As for my weight – you are bigger than me. I have lost 4 inches since the accident off my waist and hips. I am a comfortable size 10 which is considered by most of the normal world to be quite slim. I am only going to lose more because chronic pain and my pills make me not hungry. Pain burns more calories too. Don’t blame me because you hate yourself. I am sick of you dragging me down. I have several eating disorders because of you and some of my ancillary problems now are due to those. I keep trying to get a healthier body image and it is very hard to do with you making things worse. You should be proud of what I have accomplished – not changing the goalposts.

I am not perfect. I never was. Being a size 6 doesn’t make you perfect. Having all your mobility doesn’t make you perfect. There is no such thing as perfect but there is such a thing as unconditional love and as a family member you are supposed to feel that for me as I do for you. I should have known that being a crippled size 10 artist wasn’t enough to make you love me.

Person 2 says that as I go to the occasional party and make an attempt at socializing that there is nothing actually wrong with me. This person is quite happy to extemporize at length on the nature of my condition and how I am such a faker.

I have several injuries in my neck and back. I have nerve damage that is preventing treatment of them. It is a documented problem called Reflex Sympathetic Dystrophy and is very difficult to treat. It is a permanent disability brought on by trauma that affects the nerves. It has completely wheelchair bound people and has quite a high suicide rate. Basically the nerves are acting as though the injury is acute – causing enormous inflammation, heat and pain – both generalized and local. The swelling causes treatments for the actual injuries underneath to not take effect. In effect and in every way I am locked into the acute period that should only last for a couple of weeks. This is hell on earth.

I am housebound. I cannot go out without assistance and I get very isolated at times. As this is likely to be permanent I want to try to regain my life as much as possible. I like going to parties. I like seeing people. These days, I try to make my cane look cute and I get quite drunk quite quickly to ward off the pain. If I want to dance (and by dance I mean shuffle a little) then I need extreme amounts of alcohol and painkillers.

Party preparation used to mean a luxurious bath and taking time to make sure everything is just so. These days, party preparation means lying down all day and most of the day before.
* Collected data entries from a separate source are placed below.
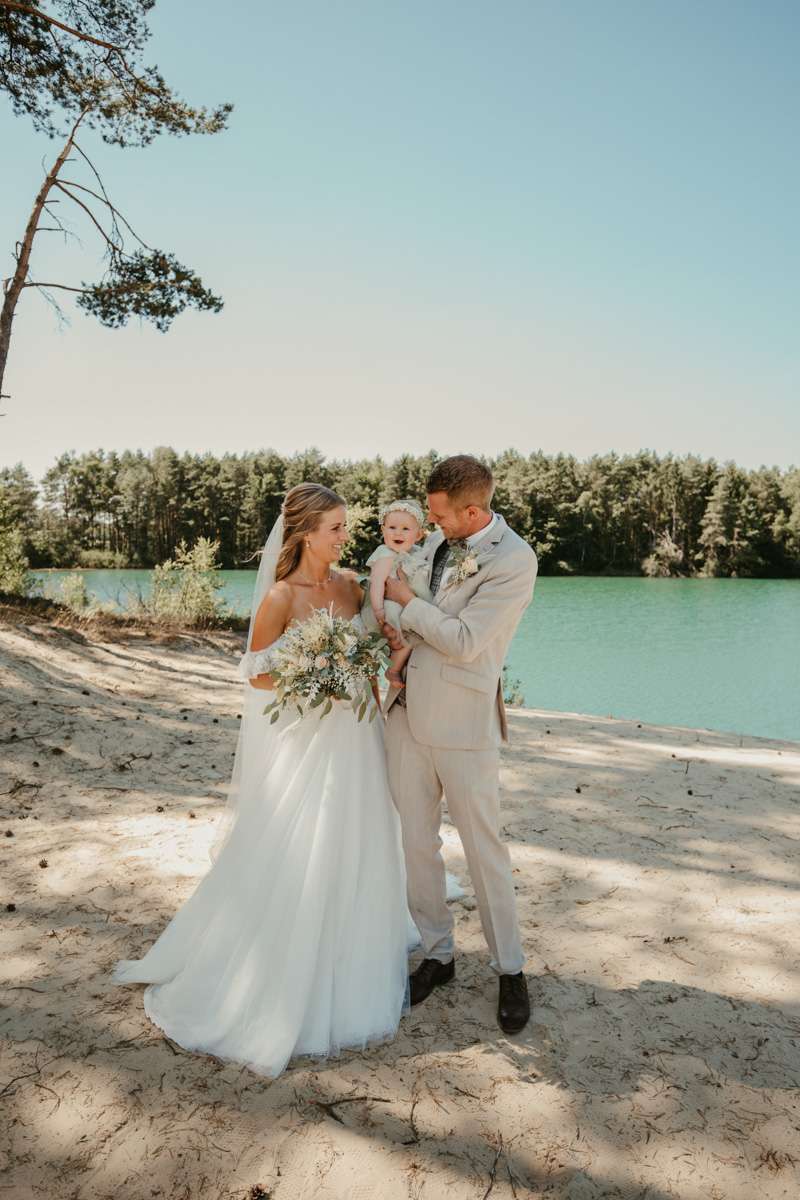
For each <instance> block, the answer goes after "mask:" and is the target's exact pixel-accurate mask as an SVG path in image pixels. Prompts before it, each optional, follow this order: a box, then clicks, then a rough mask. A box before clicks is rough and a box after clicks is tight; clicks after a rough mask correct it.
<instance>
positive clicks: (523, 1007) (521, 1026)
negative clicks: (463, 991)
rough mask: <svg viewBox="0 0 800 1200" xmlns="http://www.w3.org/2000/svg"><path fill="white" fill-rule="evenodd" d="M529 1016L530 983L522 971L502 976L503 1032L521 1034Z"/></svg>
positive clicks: (498, 1003)
mask: <svg viewBox="0 0 800 1200" xmlns="http://www.w3.org/2000/svg"><path fill="white" fill-rule="evenodd" d="M411 1003H414V1001H411ZM529 1016H530V1000H529V998H528V983H527V982H525V977H524V974H523V973H522V971H521V972H519V974H516V976H500V998H499V1001H498V1025H499V1026H500V1028H501V1030H503V1032H504V1033H519V1030H523V1028H524V1027H525V1025H527V1024H528V1019H529Z"/></svg>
It means taking liberal amounts of painkillers in advance and usually bringing some with me. It means that my husband has to help me shower and shave because I cant bend more than a couple of inches. Afterwards, I need to rest. For days. After new years it was over two weeks before I was back to my usual pain levels and mobility. Despite this, I am going to try to attend more parties this year. I am going to do more SCA and I am going to try to reclaim who I was. This does not make me a bad person.
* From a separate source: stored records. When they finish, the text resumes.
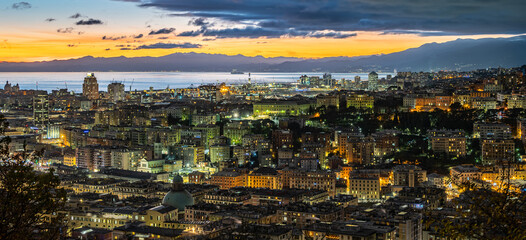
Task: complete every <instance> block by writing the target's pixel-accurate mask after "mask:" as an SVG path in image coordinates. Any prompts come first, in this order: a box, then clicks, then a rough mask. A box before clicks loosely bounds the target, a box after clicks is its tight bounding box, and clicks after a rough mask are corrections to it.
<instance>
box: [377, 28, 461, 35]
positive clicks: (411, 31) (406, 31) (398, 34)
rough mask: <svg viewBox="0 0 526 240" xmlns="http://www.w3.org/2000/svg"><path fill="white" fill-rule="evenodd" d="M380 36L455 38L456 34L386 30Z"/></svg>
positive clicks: (452, 32) (424, 31) (437, 32)
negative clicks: (400, 36)
mask: <svg viewBox="0 0 526 240" xmlns="http://www.w3.org/2000/svg"><path fill="white" fill-rule="evenodd" d="M381 34H382V35H400V34H415V35H418V36H422V37H430V36H455V35H458V34H457V33H453V32H441V31H422V30H396V29H395V30H387V31H383V32H382V33H381Z"/></svg>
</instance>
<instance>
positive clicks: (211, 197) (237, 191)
mask: <svg viewBox="0 0 526 240" xmlns="http://www.w3.org/2000/svg"><path fill="white" fill-rule="evenodd" d="M249 200H250V193H249V192H246V191H238V190H235V191H231V190H226V189H223V190H217V191H214V192H210V193H207V194H205V196H204V198H203V202H205V203H210V204H220V205H230V204H234V205H243V204H246V203H247V202H248V201H249Z"/></svg>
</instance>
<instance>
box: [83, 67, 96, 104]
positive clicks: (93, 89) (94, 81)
mask: <svg viewBox="0 0 526 240" xmlns="http://www.w3.org/2000/svg"><path fill="white" fill-rule="evenodd" d="M82 95H83V96H85V97H87V98H88V99H90V100H95V99H99V83H97V78H96V77H95V74H94V73H88V75H87V76H86V77H85V78H84V83H83V84H82Z"/></svg>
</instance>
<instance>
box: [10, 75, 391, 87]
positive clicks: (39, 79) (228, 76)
mask: <svg viewBox="0 0 526 240" xmlns="http://www.w3.org/2000/svg"><path fill="white" fill-rule="evenodd" d="M303 74H306V75H308V76H320V77H321V76H322V75H323V73H252V74H251V78H252V82H253V83H254V82H256V83H257V82H295V81H297V80H298V79H299V77H300V76H301V75H303ZM387 74H392V73H380V74H379V77H380V78H382V77H385V76H386V75H387ZM85 76H86V73H84V72H40V73H34V72H0V88H3V87H4V84H5V82H6V81H9V82H10V83H12V84H17V83H18V84H19V85H20V88H21V89H37V84H38V89H39V90H47V91H49V92H50V91H51V90H53V89H59V88H65V87H66V84H67V88H68V89H69V90H70V91H75V92H81V91H82V82H83V80H84V77H85ZM95 76H96V77H97V80H98V82H99V89H100V90H101V91H106V90H107V86H108V84H109V83H111V82H112V81H118V82H122V83H124V85H125V88H126V91H128V90H129V89H130V85H131V84H132V82H133V85H132V86H131V87H132V90H135V89H137V90H143V89H148V88H150V87H153V88H154V89H164V88H166V87H168V86H169V87H170V88H184V87H190V86H192V85H193V86H199V85H201V84H207V83H217V82H219V83H221V82H225V83H227V84H237V83H245V82H246V81H247V79H248V74H230V73H229V72H95ZM355 76H360V77H361V79H362V80H366V79H367V73H333V74H332V77H333V78H334V79H342V78H345V79H354V77H355ZM393 76H394V75H393Z"/></svg>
Both people would probably take this post as my overreacting. Melodramatic sympathy gathering and morose misreading of what they have said. Of course they never meant me harm. How could I think such a thing? They are so sweet and innocent. If they believe that then they are betraying themselves too. I have been hurt deeply by people I thought cared. Whether it was intended or unintentional callous cruelty doesn’t matter. The fact is that I have done nothing to either of you to warrant such treatment and neither of you have the right.

This is as confrontational as I get unless I lose my temper (which I am close to doing – I can’t even look at the people in question, see their names or hear their voices without rage building inside me). I have no idea whether they are going to read this. I don’t really care. Blame it all on the pain if you must. Try to write it off as a misunderstanding. I know better and you know better.

I just needed to get this out and off my chest – thankyou for your patience.